Das Gerät erzeugt eine mechanische Impulswelle, deren Ausbreitungsgeschwindigkeit im Lebergewebe mittels Ultraschall gemessen wird. Diese Geschwindigkeit erlaubt Rückschlüsse auf die Festigkeit des Lebergewebes, die etwa bei einer Leberzirrhose deutlich eingeschränkt ist. Erste Studien der Klinik haben dabei eine gute Übereinstimmung der Fibroscan-Ergebnisse mit dem klinischen Stadium der Lebererkrankung und feingeweblichen Untersuchungen ergeben.

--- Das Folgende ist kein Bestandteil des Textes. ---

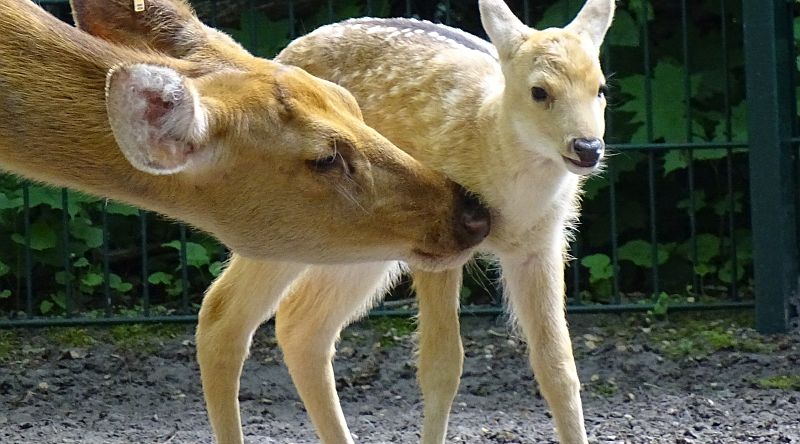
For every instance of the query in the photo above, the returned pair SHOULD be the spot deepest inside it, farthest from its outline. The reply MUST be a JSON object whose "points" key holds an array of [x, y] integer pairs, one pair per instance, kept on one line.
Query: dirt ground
{"points": [[681, 382]]}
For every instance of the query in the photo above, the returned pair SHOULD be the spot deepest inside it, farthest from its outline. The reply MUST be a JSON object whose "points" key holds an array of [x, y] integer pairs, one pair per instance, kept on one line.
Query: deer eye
{"points": [[327, 163], [539, 94]]}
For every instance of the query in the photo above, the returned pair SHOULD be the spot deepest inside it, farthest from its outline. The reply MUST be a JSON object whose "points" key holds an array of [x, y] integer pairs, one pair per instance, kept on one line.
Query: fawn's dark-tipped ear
{"points": [[169, 26], [157, 119], [593, 20]]}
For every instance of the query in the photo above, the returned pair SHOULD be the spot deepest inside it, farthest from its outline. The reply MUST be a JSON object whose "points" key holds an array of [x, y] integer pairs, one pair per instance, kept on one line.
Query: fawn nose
{"points": [[472, 219], [589, 151]]}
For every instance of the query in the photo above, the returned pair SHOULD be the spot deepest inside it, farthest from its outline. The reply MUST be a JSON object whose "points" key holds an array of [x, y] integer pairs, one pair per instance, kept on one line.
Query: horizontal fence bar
{"points": [[477, 310], [676, 146]]}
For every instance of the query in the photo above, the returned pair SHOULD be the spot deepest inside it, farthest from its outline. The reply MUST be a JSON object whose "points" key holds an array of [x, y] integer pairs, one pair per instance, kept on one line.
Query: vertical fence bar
{"points": [[651, 159], [145, 265], [734, 288], [109, 304], [70, 304], [687, 96], [773, 183], [26, 222], [184, 272]]}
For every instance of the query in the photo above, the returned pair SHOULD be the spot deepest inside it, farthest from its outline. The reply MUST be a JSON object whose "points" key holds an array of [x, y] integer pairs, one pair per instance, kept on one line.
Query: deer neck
{"points": [[53, 122]]}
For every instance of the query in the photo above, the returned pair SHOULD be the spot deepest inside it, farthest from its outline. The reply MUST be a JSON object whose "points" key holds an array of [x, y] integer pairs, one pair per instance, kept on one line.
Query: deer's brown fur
{"points": [[234, 148], [472, 110]]}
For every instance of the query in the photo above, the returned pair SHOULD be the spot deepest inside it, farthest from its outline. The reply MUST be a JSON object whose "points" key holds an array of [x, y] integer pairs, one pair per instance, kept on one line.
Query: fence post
{"points": [[768, 43]]}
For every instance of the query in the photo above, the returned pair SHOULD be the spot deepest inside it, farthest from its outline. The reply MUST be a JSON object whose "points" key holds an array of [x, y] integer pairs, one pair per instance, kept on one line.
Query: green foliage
{"points": [[779, 382], [677, 98]]}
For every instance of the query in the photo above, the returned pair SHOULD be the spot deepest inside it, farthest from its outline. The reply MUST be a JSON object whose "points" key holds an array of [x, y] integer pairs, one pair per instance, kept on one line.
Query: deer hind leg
{"points": [[245, 295], [441, 353], [535, 285], [308, 323]]}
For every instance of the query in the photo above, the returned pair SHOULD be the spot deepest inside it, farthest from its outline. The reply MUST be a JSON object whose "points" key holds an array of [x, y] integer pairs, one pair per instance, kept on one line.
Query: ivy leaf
{"points": [[8, 203], [91, 236], [667, 103], [675, 160], [599, 266], [43, 237], [81, 262], [92, 279], [625, 32], [196, 254], [160, 277], [46, 307], [558, 14], [640, 253], [738, 123], [116, 282]]}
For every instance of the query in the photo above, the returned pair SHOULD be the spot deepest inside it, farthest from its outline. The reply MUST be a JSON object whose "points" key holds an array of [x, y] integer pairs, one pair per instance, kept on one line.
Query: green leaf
{"points": [[160, 277], [558, 14], [625, 31], [92, 279], [81, 262], [640, 253], [46, 306], [91, 236], [599, 266], [116, 282], [8, 203], [196, 254], [661, 306], [675, 160], [667, 103], [43, 237]]}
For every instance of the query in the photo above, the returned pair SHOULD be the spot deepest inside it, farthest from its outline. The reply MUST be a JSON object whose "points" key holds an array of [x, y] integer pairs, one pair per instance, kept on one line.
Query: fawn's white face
{"points": [[554, 83]]}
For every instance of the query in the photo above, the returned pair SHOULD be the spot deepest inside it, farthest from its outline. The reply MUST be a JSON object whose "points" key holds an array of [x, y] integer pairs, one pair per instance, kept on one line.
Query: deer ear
{"points": [[593, 20], [157, 119], [169, 26], [505, 30]]}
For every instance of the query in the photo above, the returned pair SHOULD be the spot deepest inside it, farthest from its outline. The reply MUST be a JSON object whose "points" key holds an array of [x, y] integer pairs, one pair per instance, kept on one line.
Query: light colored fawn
{"points": [[519, 121]]}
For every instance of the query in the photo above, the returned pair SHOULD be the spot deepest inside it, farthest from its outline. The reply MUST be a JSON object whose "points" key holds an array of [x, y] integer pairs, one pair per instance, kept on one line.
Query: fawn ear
{"points": [[593, 20], [157, 118], [169, 26], [505, 30]]}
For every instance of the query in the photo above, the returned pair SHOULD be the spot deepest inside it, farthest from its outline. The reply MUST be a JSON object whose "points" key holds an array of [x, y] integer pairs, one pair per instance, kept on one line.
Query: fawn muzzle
{"points": [[472, 218]]}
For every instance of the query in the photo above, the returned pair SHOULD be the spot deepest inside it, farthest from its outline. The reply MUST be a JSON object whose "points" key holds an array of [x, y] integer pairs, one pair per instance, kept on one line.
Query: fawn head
{"points": [[273, 132], [555, 90]]}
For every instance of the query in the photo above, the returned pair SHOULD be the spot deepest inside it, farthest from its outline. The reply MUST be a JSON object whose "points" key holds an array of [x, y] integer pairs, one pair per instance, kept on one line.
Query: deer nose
{"points": [[472, 219], [589, 151]]}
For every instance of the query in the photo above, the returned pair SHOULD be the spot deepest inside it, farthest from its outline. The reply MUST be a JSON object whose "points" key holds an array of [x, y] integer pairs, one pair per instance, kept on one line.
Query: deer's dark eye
{"points": [[327, 163], [539, 94]]}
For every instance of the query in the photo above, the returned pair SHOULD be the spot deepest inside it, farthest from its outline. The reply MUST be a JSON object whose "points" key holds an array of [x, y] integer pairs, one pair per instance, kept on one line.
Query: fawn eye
{"points": [[539, 94], [333, 161]]}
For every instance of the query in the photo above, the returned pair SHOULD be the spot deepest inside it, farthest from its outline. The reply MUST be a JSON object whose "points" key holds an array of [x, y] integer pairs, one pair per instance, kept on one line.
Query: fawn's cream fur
{"points": [[466, 108], [230, 146]]}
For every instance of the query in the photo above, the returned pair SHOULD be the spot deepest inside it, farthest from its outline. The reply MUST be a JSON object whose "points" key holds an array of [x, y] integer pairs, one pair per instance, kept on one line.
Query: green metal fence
{"points": [[666, 227]]}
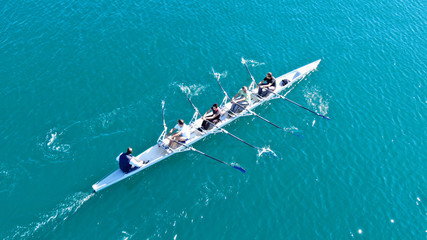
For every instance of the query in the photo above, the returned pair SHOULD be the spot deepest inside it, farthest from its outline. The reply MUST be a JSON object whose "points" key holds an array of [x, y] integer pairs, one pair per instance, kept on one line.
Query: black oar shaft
{"points": [[204, 154], [299, 105], [222, 129], [247, 68], [252, 112]]}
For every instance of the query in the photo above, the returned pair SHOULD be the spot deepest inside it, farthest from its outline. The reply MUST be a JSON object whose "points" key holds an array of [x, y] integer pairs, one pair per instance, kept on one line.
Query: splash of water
{"points": [[266, 150], [54, 218], [191, 90], [294, 130], [219, 75], [252, 63], [316, 100]]}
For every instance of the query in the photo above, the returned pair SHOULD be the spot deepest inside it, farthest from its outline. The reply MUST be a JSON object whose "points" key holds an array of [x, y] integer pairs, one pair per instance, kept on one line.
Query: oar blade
{"points": [[239, 168], [325, 117]]}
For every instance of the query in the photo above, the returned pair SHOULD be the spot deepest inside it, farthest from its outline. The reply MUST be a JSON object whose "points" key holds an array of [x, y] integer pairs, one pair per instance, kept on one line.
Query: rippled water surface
{"points": [[80, 81]]}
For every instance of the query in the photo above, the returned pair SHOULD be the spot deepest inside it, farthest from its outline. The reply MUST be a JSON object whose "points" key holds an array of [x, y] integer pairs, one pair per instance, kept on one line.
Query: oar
{"points": [[247, 68], [253, 113], [287, 99], [222, 129], [195, 150]]}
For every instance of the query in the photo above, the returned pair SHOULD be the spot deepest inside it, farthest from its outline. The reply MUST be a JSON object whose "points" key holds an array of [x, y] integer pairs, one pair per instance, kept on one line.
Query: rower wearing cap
{"points": [[267, 85], [241, 100], [214, 117], [182, 133], [128, 163]]}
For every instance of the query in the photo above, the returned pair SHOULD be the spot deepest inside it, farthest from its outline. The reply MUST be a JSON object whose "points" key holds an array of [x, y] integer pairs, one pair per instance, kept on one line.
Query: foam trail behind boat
{"points": [[252, 63], [266, 150]]}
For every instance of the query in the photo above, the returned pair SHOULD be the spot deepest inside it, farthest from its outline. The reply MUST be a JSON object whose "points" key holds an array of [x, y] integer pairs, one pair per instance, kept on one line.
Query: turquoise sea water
{"points": [[80, 81]]}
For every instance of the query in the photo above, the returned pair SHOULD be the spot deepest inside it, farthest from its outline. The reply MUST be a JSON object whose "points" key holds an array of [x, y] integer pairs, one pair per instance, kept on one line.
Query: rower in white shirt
{"points": [[182, 134]]}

Große Vorteile dieses Verfahrens liegen in der ambulanten und gefahrlosen Untersuchung. Besonders gut geeignet ist der Leberscan deshalb auch zu einer Überprüfung der Leber in frühen Stadien der Leberschädigung und zusammen mit Ultraschall- und Blutuntersuchungen zur Verlaufskontrolle einer solchen Erkrankung.